Мне, конечно, в голову не приходило, что она приехала оценить жену, посмотреть на дочь и на наш домашний мир, но в душе поселилось — или передалось от мамы — неосознанное беспокойство, стало реальнее ощущение напряженности, витающей в наших стенах.
* * *
Лето 1933 года в селе Звягино на реке Клязьма подарило мне один интересный навык и еще одно удивительное впечатление.
Во-первых, я в совершенстве постигла игру, которая вдруг открылась мне во всей своей спортивной азартной сути. Я научилась виртуозно направлять, делать крутые повороты, тормозить и бешено разгонять… обруч. Нет, не просто деревянный обруч, который детишки, неуклюже колотя его палочкой, гоняют по прямой. У нас были классные обручи — невесть откуда взявшиеся железные обода от бочки, которые пружинили на ходу и разворачивались в любую сторону, чутко повинуясь палке в руке лихачей, мчавшихся по извилистым дорожкам сада. Гонки доставляли несказанное удовольствие от быстрого движения и собственной ловкости. Ни до, ни после, ни за границей мне не встречалось ничего похожего на этот замечательный спортинвентарь.

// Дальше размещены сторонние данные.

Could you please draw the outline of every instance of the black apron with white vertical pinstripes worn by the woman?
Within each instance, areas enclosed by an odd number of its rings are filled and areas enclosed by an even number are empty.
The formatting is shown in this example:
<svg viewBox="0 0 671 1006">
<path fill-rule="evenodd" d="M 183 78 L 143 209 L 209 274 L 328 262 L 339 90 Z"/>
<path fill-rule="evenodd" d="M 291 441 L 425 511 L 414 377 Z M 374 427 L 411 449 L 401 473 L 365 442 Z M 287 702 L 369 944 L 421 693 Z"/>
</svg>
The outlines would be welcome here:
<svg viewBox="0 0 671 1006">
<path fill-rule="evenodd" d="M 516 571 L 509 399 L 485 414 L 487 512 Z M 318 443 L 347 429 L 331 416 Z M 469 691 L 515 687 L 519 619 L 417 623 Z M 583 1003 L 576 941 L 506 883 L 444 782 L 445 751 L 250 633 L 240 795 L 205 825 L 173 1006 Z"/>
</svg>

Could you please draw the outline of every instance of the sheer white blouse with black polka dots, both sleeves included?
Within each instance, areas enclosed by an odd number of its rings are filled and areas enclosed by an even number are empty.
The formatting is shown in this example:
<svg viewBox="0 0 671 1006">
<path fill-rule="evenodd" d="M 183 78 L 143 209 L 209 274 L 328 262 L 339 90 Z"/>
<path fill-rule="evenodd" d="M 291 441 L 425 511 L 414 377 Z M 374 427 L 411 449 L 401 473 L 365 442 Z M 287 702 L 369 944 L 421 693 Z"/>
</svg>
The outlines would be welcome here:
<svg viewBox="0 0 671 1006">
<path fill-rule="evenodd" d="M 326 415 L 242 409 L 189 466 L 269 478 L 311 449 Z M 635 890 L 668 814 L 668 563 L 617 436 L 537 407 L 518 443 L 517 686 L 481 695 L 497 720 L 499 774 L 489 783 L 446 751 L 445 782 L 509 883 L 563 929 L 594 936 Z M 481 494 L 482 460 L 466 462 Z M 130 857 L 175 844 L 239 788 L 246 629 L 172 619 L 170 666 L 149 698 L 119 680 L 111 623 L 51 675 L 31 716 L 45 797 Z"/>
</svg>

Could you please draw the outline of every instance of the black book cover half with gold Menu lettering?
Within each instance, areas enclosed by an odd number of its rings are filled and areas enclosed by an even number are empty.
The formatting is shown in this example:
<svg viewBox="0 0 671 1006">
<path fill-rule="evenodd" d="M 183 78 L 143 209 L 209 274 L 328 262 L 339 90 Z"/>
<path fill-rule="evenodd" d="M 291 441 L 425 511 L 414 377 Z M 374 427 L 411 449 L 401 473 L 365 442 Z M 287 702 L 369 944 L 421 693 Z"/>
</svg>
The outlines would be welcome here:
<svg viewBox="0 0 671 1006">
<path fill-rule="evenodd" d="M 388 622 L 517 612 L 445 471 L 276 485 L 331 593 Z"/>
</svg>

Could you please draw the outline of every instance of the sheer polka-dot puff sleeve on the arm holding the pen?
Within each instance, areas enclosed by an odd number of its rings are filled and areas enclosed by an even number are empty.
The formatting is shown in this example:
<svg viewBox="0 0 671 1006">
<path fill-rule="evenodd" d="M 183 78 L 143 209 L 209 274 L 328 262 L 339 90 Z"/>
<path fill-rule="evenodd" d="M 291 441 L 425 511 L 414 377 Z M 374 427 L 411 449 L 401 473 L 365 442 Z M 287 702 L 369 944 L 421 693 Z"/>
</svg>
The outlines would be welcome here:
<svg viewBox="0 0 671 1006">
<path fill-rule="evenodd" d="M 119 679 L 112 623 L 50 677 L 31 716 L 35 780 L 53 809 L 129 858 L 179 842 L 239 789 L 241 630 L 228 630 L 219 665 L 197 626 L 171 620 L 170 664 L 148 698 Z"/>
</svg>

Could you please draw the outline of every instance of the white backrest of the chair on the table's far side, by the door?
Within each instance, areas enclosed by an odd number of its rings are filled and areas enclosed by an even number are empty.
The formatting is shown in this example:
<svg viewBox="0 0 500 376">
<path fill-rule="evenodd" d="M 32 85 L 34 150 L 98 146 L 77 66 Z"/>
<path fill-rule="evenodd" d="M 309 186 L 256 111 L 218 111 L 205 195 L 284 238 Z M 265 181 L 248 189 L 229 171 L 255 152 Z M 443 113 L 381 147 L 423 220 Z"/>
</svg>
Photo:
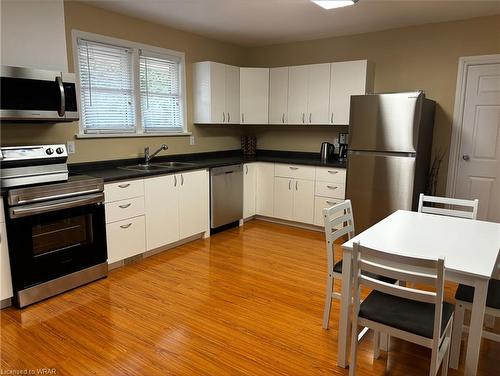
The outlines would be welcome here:
<svg viewBox="0 0 500 376">
<path fill-rule="evenodd" d="M 445 208 L 436 206 L 425 206 L 425 203 L 441 204 L 445 205 Z M 463 207 L 469 210 L 459 210 L 456 207 Z M 436 197 L 436 196 L 425 196 L 423 193 L 420 194 L 420 199 L 418 200 L 418 212 L 419 213 L 429 213 L 446 215 L 450 217 L 477 219 L 477 208 L 479 206 L 479 200 L 462 200 L 458 198 L 449 197 Z"/>
</svg>

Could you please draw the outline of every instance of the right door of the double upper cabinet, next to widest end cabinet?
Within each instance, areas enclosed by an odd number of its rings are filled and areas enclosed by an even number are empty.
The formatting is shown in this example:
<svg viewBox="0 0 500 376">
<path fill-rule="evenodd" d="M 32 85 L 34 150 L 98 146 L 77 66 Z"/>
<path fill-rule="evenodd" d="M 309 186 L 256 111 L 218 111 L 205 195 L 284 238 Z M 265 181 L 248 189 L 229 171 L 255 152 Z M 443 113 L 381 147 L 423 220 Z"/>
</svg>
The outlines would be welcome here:
<svg viewBox="0 0 500 376">
<path fill-rule="evenodd" d="M 307 75 L 307 118 L 309 124 L 328 124 L 330 104 L 330 65 L 308 66 Z"/>
</svg>

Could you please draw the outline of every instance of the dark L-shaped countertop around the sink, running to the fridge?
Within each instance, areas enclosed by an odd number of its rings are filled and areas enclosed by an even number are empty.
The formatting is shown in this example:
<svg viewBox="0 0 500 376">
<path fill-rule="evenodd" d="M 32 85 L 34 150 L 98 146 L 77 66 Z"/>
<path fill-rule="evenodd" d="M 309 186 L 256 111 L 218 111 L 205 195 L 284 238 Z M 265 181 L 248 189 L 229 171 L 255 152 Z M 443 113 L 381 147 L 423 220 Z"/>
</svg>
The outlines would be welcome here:
<svg viewBox="0 0 500 376">
<path fill-rule="evenodd" d="M 136 158 L 70 164 L 69 170 L 71 173 L 90 175 L 98 178 L 103 178 L 105 182 L 112 182 L 118 180 L 136 179 L 141 177 L 165 175 L 181 171 L 199 170 L 203 168 L 221 167 L 249 162 L 276 162 L 318 167 L 346 168 L 345 161 L 341 162 L 338 160 L 333 160 L 326 163 L 321 162 L 319 153 L 283 152 L 275 150 L 258 150 L 257 154 L 253 157 L 243 156 L 240 150 L 198 154 L 165 155 L 156 157 L 152 163 L 154 164 L 158 162 L 169 161 L 189 162 L 192 164 L 153 171 L 131 171 L 119 168 L 142 162 L 142 158 Z"/>
</svg>

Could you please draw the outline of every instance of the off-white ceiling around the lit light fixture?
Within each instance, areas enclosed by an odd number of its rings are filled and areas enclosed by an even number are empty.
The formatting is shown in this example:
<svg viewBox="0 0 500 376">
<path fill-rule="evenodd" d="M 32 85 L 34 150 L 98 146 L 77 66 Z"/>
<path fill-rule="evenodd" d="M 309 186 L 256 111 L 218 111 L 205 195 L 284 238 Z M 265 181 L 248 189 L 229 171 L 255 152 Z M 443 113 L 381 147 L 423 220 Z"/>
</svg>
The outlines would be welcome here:
<svg viewBox="0 0 500 376">
<path fill-rule="evenodd" d="M 500 14 L 499 0 L 359 0 L 324 10 L 309 0 L 89 0 L 176 29 L 257 46 Z"/>
</svg>

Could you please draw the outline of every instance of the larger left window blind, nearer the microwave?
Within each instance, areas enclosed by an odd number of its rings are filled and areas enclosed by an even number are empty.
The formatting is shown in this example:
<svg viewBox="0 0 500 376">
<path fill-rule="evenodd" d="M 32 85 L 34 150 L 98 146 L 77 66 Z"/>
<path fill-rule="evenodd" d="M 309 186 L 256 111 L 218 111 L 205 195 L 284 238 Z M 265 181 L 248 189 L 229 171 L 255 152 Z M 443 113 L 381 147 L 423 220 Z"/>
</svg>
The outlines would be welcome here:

Что касается второго впечатления, то оно было иного, созерцательного плана.
Во время одной вечерней прогулки мы — мама, отец, я — оказались в какой-то дальней деревне на берегу Клязьмы. Сели отдохнуть на лавочку возле избы над крутым высоким обрывом. На другом берегу реки темнел лес, за его зубчатую кайму медленно сползало очень большое красное солнце. И вдруг откуда-то из лесу донесся колокольный звон, меланхоличный, переливчатый, нереальный.
Эту волшебную, тревожную атмосферу того вечера доныне воскрешает для меня песнь «Вечерний звон»…
В том же 33-м году на меня, семилетнюю, свалилась большая женская радость. Мне купили красивые туфли. Не просто красивые, а необыкновенные туфельки: белые, парусиновые, с перепоночкой и синей каемочкой вдоль всей резиновой подошвы. Мама и себе купила такие же, только размером побольше. Кроме обуви она принесла в сумке сливочное масло и сосиски, которых не было в продмагах. Для этих роскошных даров ей пришлось отнести в Торгсин золотую цепочку от моего нательного крестика, потому что обручальных колец у родителей уже не было. Слово «Торгсин» (всего-навсего — «Торговля с иностранцами») стало для меня символом изобилия, обозначением пещеры Али-Бабы с несметными сокровищами. Вот только «сезам» не часто открывался.
В начале 30-х годов масса людей несла в Торгсин свое последнее золотишко на потребу Молоху, который не столько заглатывал валюты считанных иностранцев, сколько слизывал остатки «богатства» обобранных горожан. У кого не было золотых вещиц, несли серебряные подстаканники. У кого не было ни того, ни другого, выручала смекалка русских умельцев.